More than 113,000 customers got credits and checks for less than $1.
The data provides answers to ratepayers who were expecting more explanation for how their settlement was calculated and got few answers from their power companies or the settlement administrator.
Over 100 people filled out a form for The Island Packet and Beaufort Gazette newspapers, reporting checks worth anything from 4 cents to $670.
“We’re still looking at them and laughing,” Bluffton resident Lisa Bacigalupo told The Island Packet after receiving checks for her late father, her husband and herself that totaled $3.98. “I can’t believe they wasted a stamp on these checks.”

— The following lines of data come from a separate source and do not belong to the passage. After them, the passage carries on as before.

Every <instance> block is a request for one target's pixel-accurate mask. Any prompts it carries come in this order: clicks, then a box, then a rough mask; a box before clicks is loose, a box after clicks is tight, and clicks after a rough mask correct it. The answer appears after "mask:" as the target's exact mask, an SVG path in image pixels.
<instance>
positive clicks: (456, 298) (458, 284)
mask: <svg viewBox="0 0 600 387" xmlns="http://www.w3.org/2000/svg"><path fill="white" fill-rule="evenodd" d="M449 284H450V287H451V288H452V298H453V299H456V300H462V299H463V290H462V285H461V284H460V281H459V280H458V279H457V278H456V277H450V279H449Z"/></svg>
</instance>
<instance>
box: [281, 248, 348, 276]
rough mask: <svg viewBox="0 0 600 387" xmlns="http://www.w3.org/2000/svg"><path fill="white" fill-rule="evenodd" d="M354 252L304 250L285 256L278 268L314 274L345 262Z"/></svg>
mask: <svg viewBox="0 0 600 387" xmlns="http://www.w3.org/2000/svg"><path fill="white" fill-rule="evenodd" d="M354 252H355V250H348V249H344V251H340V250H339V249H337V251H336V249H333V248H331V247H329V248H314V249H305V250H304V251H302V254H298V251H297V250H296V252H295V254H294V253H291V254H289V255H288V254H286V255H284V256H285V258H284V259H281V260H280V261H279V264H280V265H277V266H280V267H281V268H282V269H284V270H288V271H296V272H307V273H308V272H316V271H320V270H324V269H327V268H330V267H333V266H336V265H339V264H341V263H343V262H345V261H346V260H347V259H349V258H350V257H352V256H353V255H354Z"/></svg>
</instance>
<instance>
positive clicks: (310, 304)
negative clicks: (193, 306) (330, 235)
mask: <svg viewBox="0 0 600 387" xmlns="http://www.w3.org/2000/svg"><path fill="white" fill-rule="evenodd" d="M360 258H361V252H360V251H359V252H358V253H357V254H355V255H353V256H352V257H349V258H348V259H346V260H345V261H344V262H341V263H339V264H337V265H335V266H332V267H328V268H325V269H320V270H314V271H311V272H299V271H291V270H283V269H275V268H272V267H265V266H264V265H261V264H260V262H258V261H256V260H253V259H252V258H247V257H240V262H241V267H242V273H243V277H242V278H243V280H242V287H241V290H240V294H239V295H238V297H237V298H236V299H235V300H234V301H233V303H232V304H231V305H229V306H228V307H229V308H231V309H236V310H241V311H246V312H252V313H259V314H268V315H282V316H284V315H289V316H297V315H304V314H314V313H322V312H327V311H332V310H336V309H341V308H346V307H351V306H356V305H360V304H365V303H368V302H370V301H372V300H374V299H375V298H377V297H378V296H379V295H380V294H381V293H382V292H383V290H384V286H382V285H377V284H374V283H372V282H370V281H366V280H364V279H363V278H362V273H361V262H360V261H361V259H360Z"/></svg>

Data provided to The Island Packet by class attorney Jay Ward, of McGowan, Hood & Felder LLC, on Tuesday shows that 1.6 million customers got settlements.
Approximately 30% of the money Santee Cooper had collected for V.C. Summer nuclear expenses came from its direct customers, Ward said. The remaining 70% came from cooperative customers, such as Palmetto Electric in the Lowcountry.
That 70% was allocated among the 20 cooperatives and then distributed within each cooperative to its customers, he added.
“If a customer received a large check, it was likely a long-term customer and/or high energy user,” Ward wrote in an email to The Island Packet. “If a customer received a small check (or bill credit), it was likely a short-term customer and/or small energy user.”
But Ward said the 100,000 checks and credits for under $1 were unavoidable.
“We had no discretion to deny a class member its share no matter how small,” he wrote.
Santee Cooper’s average settlement check
Ward provided the following data on the settlements:
- Non-industrial customers who received checks or credits: 1,612,872
- Average check or credit: $169.28
- Average check amount: $178.22
- Average credit amount to active accounts: $12.14
- 8% of refunds/credits were under $1
- 37% of refunds/credits were between $1 and $50
- 14% of refunds/credits were between $50 and $100
- 38% of refunds/credits were between $100 and $500
- 2% of refunds/credits were between $500 and $1,000
- 1% of refunds/credits were $1,000+
Who can I talk to about the settlement?
Epiq Class Action & Claims Solution, based in Oregon, provides little information on its site about how to find help, and its frequently asked questions page is more about the deadlines a customer has missed to appeal or opt-out of the settlement.
However, if you think the settlement administrators have an incorrect address for you, you can email info@SanteeCooperClassAction.com.
To request that a replacement check be mailed to an updated address, you must mail a written and signed request asking that a replacement check be issued. You should include your current and former mailing addresses, and mail the request to Cook v. SCPSA Class Action Administrator, P.O. Box 3127, Portland, OR 97208-3127.